Secretary of the Supreme National Security Council
- In office 24 March 2026 – 9 August 2026
- Appointed by: Masoud Pezeshkian
- President: Masoud Pezeshkian
- Supreme Leader: Mojtaba Khamenei
- Preceded by: Ali Larijani
- Succeeded by: Mohsen Rezaee

Member of Expediency Discernment Council
- Incumbent
- Assumed office 20 September 2022
- Appointed by: Ali Khamenei
- President: Ebrahim Raisi Mohammad Mokhber (acting) Masoud Pezeshkian
- Supreme Leader: Ali Khamenei Mojtaba Khamenei
- Chairman: Sadiq Larijani

Secretary of the Expediency Discernment Council
- In office 19 September 2021 – 9 May 2026
- Appointed by: Sadiq Larijani
- President: Ebrahim Raisi Mohammad Mokhber (acting) Masoud Pezeshkian
- Supreme Leader: Ali Khamenei Mojtaba Khamenei
- Chairman: Sadiq Larijani
- Preceded by: Mohsen Rezaee
- Succeeded by: Abbas-Ali Kadkhodaei

Deputy Judiciary Chief for Strategic Affairs
- In office 13 May 2012 – 19 September 2021
- President: Mahmoud Ahmadinejad Hassan Rouhani Ebrahim Raisi Mohammad Mokhber (acting) Masoud Pezeshkian
- Supreme Leader: Ali Khamenei
- Preceded by: Office Established
- Succeeded by: Mohammad Sahebkar Khorasani

Social Deputy and Head of Crime Prevention of the Judiciary
- In office 2010–2012
- President: Mahmoud Ahmadinejad
- Supreme Leader: Ali Khamenei
- Preceded by: ?
- Succeeded by: Seyed Alireza Sadra Hosseini

Head of Election Headquarters of Popular Front of Islamic Revolution Forces
- In office 2016–2017
- President: Hassan Rouhani
- Supreme Leader: Ali Khamenei
- Preceded by: Office Established
- Succeeded by: Vacant

Deputy Minister of Interior for Security Affairs
- In office 23 November 2005 – 6 December 2007
- President: Mahmoud Ahmadinejad
- Supreme Leader: Ali Khamenei
- Preceded by: Ali-Asghar Ahmadi
- Succeeded by: Abbas Mohtaj

Deputy Minister of Interior
- In office 23 November 2005 – 6 December 2007
- President: Mahmoud Ahmadinejad
- Supreme Leader: Ali Khamenei

Deputy for Basij Affairs of the General Staff of the Armed Forces
- In office 2007–2009
- President: Mahmoud Ahmadinejad
- Supreme Leader: Ali Khamenei
- Preceded by: Office Established
- Succeeded by: Akbar Ebrahimzadeh

Deputy Commander of the Islamic Revolutionary Guard Corps
- In office 13 September 1997 – 30 April 2006
- President: Akbar Hashemi Rafsanjani Mohammad Khatami Mahmoud Ahmadinejad
- Supreme Leader: Ali Khamenei
- Preceded by: Yahya Rahim Safavi
- Succeeded by: Morteza Rezaee

Chief of Joint Staff of IRGC
- In office 1989–1997
- President: Akbar Hashemi Rafsanjani
- Supreme Leader: Ali Khamenei
- Preceded by: Mohammad Forouzandeh
- Succeeded by: Hossein Alaei

Commander of Ramadan Headquarters
- In office 1985–1988
- President: Ali Khamenei
- Prime Minister: Mir-Hossein Mousavi
- Supreme Leader: Ruhollah Khomeini
- Preceded by: Morteza Rezaee
- Succeeded by: Ahmad Kazemi

Personal details
- Born: c. 1954 or 1955 (age 70–71) Fasa, Pahlavi Iran
- Relations: Kazem Gharibabadi (son-in-law)
- Alma mater: University of Tehran (BEc)

Military service
- Allegiance: Iran
- Branch/service: IRGC
- Years of service: 1979–2010
- Rank: Brigadier General
- Battles/wars: Iran–Iraq War

= Mohammad Bagher Zolghadr =

Iranian politician and military commander (born 1954)

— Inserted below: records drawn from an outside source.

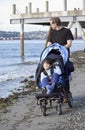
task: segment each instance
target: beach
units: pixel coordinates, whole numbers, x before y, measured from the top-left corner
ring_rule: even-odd
[[[0,130],[85,130],[85,52],[71,54],[75,71],[71,74],[70,86],[73,108],[62,105],[63,114],[54,108],[44,117],[35,98],[35,81],[24,80],[27,87],[20,93],[0,100]]]

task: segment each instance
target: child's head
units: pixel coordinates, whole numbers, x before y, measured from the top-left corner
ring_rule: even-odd
[[[45,70],[48,70],[51,67],[52,63],[53,63],[53,61],[51,59],[49,59],[49,58],[45,59],[43,62],[43,68]]]

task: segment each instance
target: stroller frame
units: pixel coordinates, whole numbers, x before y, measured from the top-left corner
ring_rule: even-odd
[[[62,115],[62,104],[63,104],[63,99],[65,97],[65,93],[64,90],[62,89],[62,85],[58,86],[58,91],[57,92],[53,92],[52,94],[45,94],[45,93],[38,93],[36,94],[36,99],[37,99],[37,105],[40,106],[41,108],[41,112],[43,113],[43,116],[46,116],[46,112],[47,112],[47,105],[50,106],[50,108],[52,108],[52,104],[53,102],[56,103],[55,109],[56,109],[56,113],[58,115]],[[73,107],[73,98],[72,98],[72,94],[69,93],[68,96],[69,100],[68,100],[68,106],[70,108]]]
[[[49,47],[47,47],[46,49],[43,50],[43,52],[41,53],[40,56],[40,62],[38,64],[37,70],[36,70],[36,85],[39,87],[38,83],[39,83],[39,77],[40,77],[40,72],[41,72],[41,68],[42,68],[42,62],[43,60],[48,56],[48,54],[52,51],[52,50],[56,50],[58,49],[61,53],[62,59],[63,59],[63,63],[64,65],[66,64],[67,60],[68,60],[68,51],[64,46],[61,46],[58,43],[54,43],[52,45],[50,45]],[[59,59],[60,60],[60,59]],[[64,69],[61,66],[62,69],[62,73],[64,73]],[[56,102],[56,112],[61,115],[62,114],[62,104],[64,103],[64,97],[65,97],[65,93],[64,93],[64,89],[62,87],[63,85],[59,85],[57,88],[57,91],[54,93],[52,92],[52,94],[46,94],[46,93],[36,93],[36,99],[37,99],[37,105],[40,106],[41,111],[43,113],[43,116],[46,116],[46,112],[47,112],[47,105],[49,105],[50,107],[52,107],[52,103]],[[73,98],[72,98],[72,94],[69,93],[68,95],[69,101],[67,102],[69,107],[72,108],[73,107]]]

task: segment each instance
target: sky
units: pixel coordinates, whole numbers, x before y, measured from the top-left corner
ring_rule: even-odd
[[[45,11],[45,2],[47,0],[0,0],[0,31],[20,31],[20,24],[10,24],[10,15],[12,14],[12,5],[16,4],[19,13],[25,13],[25,7],[32,3],[32,12],[39,8],[40,12]],[[64,0],[48,0],[49,11],[63,11]],[[74,8],[83,8],[83,0],[67,0],[68,10]],[[48,30],[47,26],[24,25],[25,31]]]

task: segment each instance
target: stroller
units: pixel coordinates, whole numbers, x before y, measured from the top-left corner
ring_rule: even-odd
[[[56,53],[56,50],[58,53]],[[58,86],[55,86],[55,89],[51,94],[46,94],[45,91],[43,91],[43,88],[41,86],[41,72],[43,68],[43,61],[46,58],[50,58],[53,60],[53,66],[56,66],[56,62],[61,68],[62,74],[60,75],[60,80],[58,82]],[[37,66],[35,78],[36,78],[36,99],[37,99],[37,105],[40,105],[41,111],[43,113],[43,116],[46,116],[47,112],[47,105],[49,104],[50,107],[52,107],[53,102],[56,102],[56,112],[61,115],[62,114],[62,104],[63,99],[65,97],[65,82],[66,82],[66,71],[65,71],[65,65],[68,61],[68,51],[64,46],[61,46],[58,43],[54,43],[50,45],[49,47],[45,48],[40,56],[40,62]],[[62,80],[63,79],[63,80]],[[67,102],[69,107],[72,108],[73,106],[73,98],[72,94],[69,94],[69,101]]]

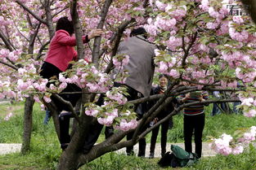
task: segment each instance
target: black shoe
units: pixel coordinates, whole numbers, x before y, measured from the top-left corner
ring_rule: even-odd
[[[153,158],[154,158],[154,152],[150,152],[149,159],[153,159]]]
[[[71,112],[63,112],[59,115],[59,119],[72,118],[74,117]]]
[[[127,152],[126,152],[126,155],[127,155],[128,156],[132,156],[132,155],[134,155],[134,151],[133,151],[133,150],[127,151]]]
[[[61,148],[62,149],[62,150],[65,150],[68,146],[69,146],[68,143],[61,143]]]

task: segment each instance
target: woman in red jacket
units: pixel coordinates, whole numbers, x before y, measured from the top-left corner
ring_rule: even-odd
[[[101,29],[92,30],[89,35],[83,36],[83,43],[87,43],[90,39],[101,36]],[[72,37],[74,33],[74,26],[72,21],[70,21],[67,17],[59,19],[56,24],[56,33],[52,37],[49,50],[47,57],[41,68],[40,75],[43,78],[50,79],[56,76],[59,77],[59,74],[66,71],[69,68],[70,62],[77,60],[77,52],[74,49],[76,46],[75,37]],[[50,83],[47,84],[47,86]],[[62,92],[74,92],[81,91],[81,89],[74,84],[68,84],[67,87]],[[60,95],[65,100],[70,101],[73,106],[75,106],[76,102],[80,98],[81,94],[61,94]],[[58,111],[61,113],[63,111],[69,111],[70,109],[57,98],[52,97],[52,100],[56,106]],[[70,113],[64,113],[60,115],[60,142],[61,148],[65,149],[70,141],[69,135],[69,126]]]

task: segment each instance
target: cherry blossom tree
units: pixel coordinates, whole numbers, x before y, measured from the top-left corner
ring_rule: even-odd
[[[245,116],[255,111],[255,25],[249,16],[231,16],[227,4],[232,0],[119,0],[119,1],[0,1],[0,97],[26,98],[25,134],[31,133],[34,100],[43,103],[53,115],[59,133],[58,112],[51,96],[70,107],[74,116],[72,139],[61,155],[58,169],[77,169],[101,155],[137,143],[154,128],[168,120],[186,103],[146,131],[142,129],[175,96],[196,90],[237,93],[239,98],[213,98],[202,102],[241,101]],[[236,2],[240,3],[240,2]],[[38,72],[54,35],[54,23],[67,15],[74,23],[78,57],[71,69],[60,74],[59,80],[43,79]],[[127,102],[124,88],[111,88],[109,73],[114,67],[120,69],[116,81],[128,76],[123,66],[129,56],[118,55],[121,39],[127,38],[132,27],[143,25],[154,43],[157,72],[169,75],[173,82],[164,94]],[[93,28],[102,28],[104,35],[83,45],[82,35]],[[87,63],[88,59],[91,63]],[[196,86],[181,86],[181,81]],[[237,82],[242,87],[237,87]],[[58,94],[67,83],[83,89],[80,104],[73,108]],[[106,94],[105,103],[96,104],[100,94]],[[159,99],[152,108],[137,120],[134,104]],[[80,114],[77,114],[79,111]],[[95,145],[87,154],[82,148],[89,127],[95,122],[112,125],[115,134]],[[223,134],[215,139],[213,149],[220,154],[239,154],[240,143],[255,139],[255,127],[238,138]],[[132,140],[122,141],[130,132]],[[27,144],[29,146],[29,144]]]

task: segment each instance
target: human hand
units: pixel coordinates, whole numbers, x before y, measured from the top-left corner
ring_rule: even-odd
[[[92,39],[96,37],[99,37],[103,33],[102,29],[93,29],[91,33],[88,35],[88,38]]]
[[[187,98],[189,98],[190,97],[191,97],[191,94],[190,94],[190,93],[186,94],[185,98],[183,98],[182,99],[182,102],[185,102]]]

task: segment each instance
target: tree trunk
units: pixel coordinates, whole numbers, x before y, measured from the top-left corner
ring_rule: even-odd
[[[30,139],[32,131],[32,112],[34,100],[33,95],[29,95],[26,98],[24,108],[23,120],[23,142],[21,146],[21,153],[25,154],[30,148]]]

Mohammad Bagher Zolghadr (Note: محمد‌باقر ذوالقدر) (born 1954) is an Iranian politician and former military officer who serves as a political advisor to the Supreme Leader of Iran. He previously served as secretary of the Supreme National Security Council from March to August 2026 and as secretary of the Expediency Discernment Council from 2021 to 2026.

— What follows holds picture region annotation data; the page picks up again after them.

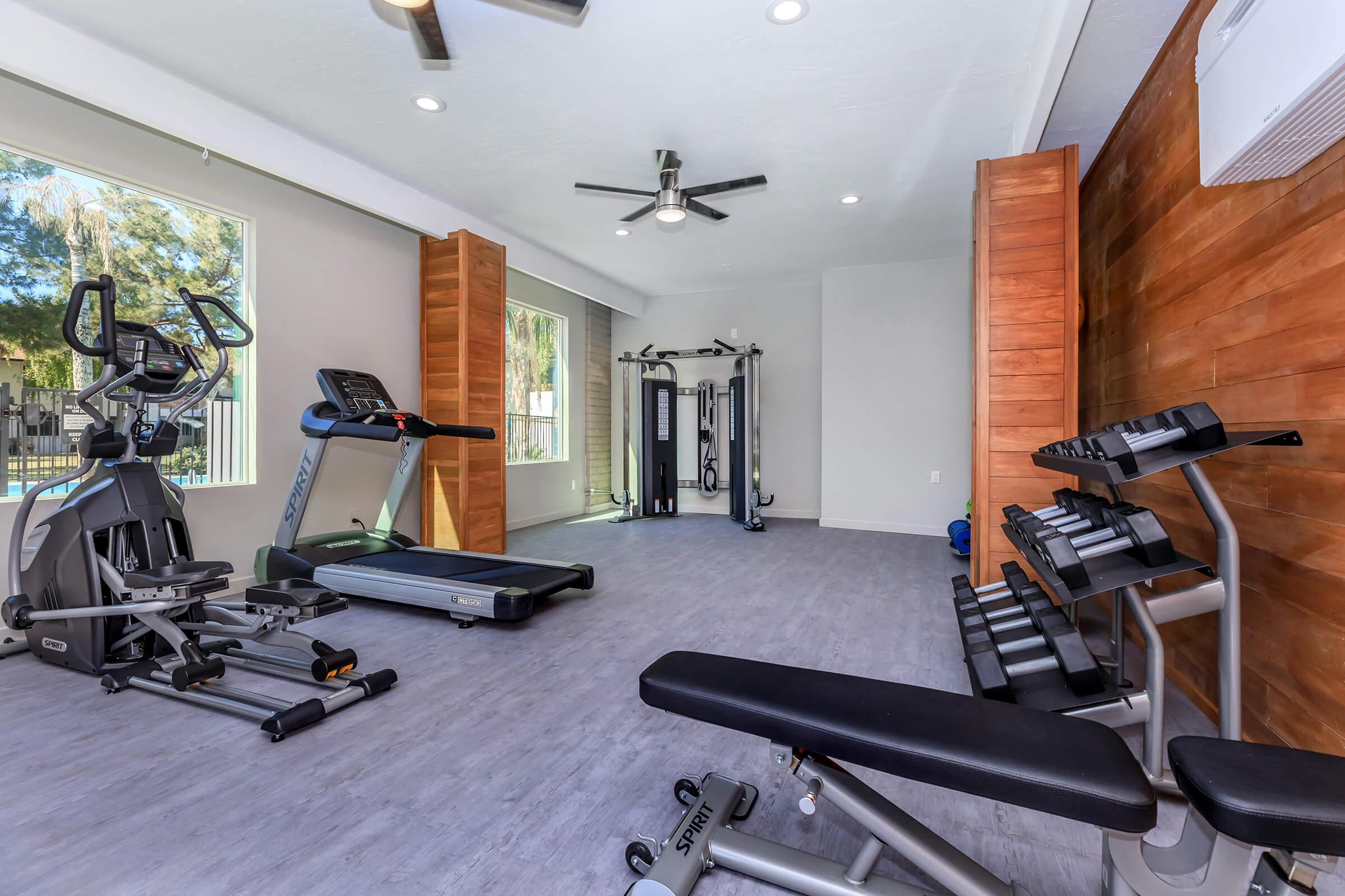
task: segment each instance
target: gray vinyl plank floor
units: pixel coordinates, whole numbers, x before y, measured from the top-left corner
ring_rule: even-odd
[[[401,681],[278,744],[234,716],[0,661],[0,892],[617,895],[625,844],[666,837],[672,782],[707,771],[761,787],[745,830],[847,860],[861,832],[826,803],[802,815],[765,743],[644,707],[640,669],[689,649],[967,690],[948,598],[964,563],[942,539],[589,517],[514,532],[510,549],[590,563],[597,587],[518,625],[459,630],[364,600],[305,623]],[[237,669],[229,681],[309,693]],[[1213,731],[1173,688],[1167,705],[1169,733]],[[1139,729],[1123,733],[1138,750]],[[1099,892],[1093,827],[858,774],[1036,896]],[[1180,814],[1163,807],[1161,840]],[[880,870],[920,881],[900,860]],[[779,892],[726,872],[697,889]]]

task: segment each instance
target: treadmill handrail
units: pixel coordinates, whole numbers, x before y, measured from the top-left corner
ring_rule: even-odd
[[[317,402],[304,408],[299,429],[304,435],[320,439],[354,438],[395,442],[404,435],[421,439],[434,435],[448,435],[461,439],[495,438],[495,429],[490,426],[434,423],[426,420],[420,414],[397,410],[369,410],[355,414],[342,414],[331,402]]]

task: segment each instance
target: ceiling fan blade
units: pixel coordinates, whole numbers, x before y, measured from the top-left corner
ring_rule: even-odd
[[[434,12],[434,0],[422,7],[408,9],[406,17],[416,27],[416,34],[420,35],[421,58],[447,60],[449,58],[448,42],[444,40],[444,26],[438,23],[438,13]]]
[[[541,7],[553,7],[560,12],[577,16],[584,12],[584,7],[588,5],[588,0],[531,0]]]
[[[718,208],[710,208],[705,203],[698,203],[694,199],[686,200],[686,210],[694,211],[697,215],[705,215],[706,218],[713,218],[714,220],[724,220],[725,218],[728,218],[728,215],[721,212]]]
[[[632,211],[629,215],[627,215],[621,220],[629,223],[629,222],[636,220],[639,218],[644,218],[651,211],[654,211],[654,203],[650,203],[648,206],[640,206],[640,208],[638,211]]]
[[[574,189],[601,189],[604,193],[627,193],[629,196],[652,196],[650,189],[627,189],[625,187],[604,187],[603,184],[574,184]]]
[[[712,193],[726,193],[730,189],[742,189],[744,187],[760,187],[764,183],[765,175],[757,175],[756,177],[740,177],[737,180],[721,180],[717,184],[687,187],[682,193],[686,196],[710,196]]]

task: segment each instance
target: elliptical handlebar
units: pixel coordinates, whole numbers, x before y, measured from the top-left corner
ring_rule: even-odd
[[[242,348],[253,341],[254,334],[252,328],[247,326],[247,322],[243,321],[243,318],[239,317],[234,309],[229,308],[226,302],[222,302],[214,296],[198,296],[186,286],[178,287],[178,296],[191,310],[192,317],[196,318],[200,332],[206,334],[206,341],[208,341],[214,348]],[[215,329],[215,325],[210,322],[210,317],[206,316],[206,310],[200,306],[202,304],[218,308],[223,312],[225,317],[229,318],[229,322],[241,329],[243,334],[239,339],[222,337],[219,330]]]
[[[98,293],[101,348],[85,345],[79,339],[79,314],[83,312],[85,296],[89,292]],[[70,301],[66,302],[66,316],[61,321],[61,334],[70,348],[89,357],[108,357],[117,351],[117,285],[112,275],[100,274],[98,279],[82,279],[74,285]]]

Before the 1979 Islamic revolution, Zolghadr was active in carrying out attacks against the monarchy, and in 1978 he killed an American engineer and an oil company manager. He served as the commander of the IRGC Irregular Warfare Headquarters, as well as the Ramazan Headquarters, which formed the basis for the Quds Force, the IRGC’s foreign branch that conducts asymmetric warfare outside of Iran. He was later a Brigadier General in the IRGC, with whom he served from 1979 to 2010. He was the Chief of the Joint Staff of the IRGC from 1989 to 1997, and Second-in-Command of the IRGC from 1997 to 2006.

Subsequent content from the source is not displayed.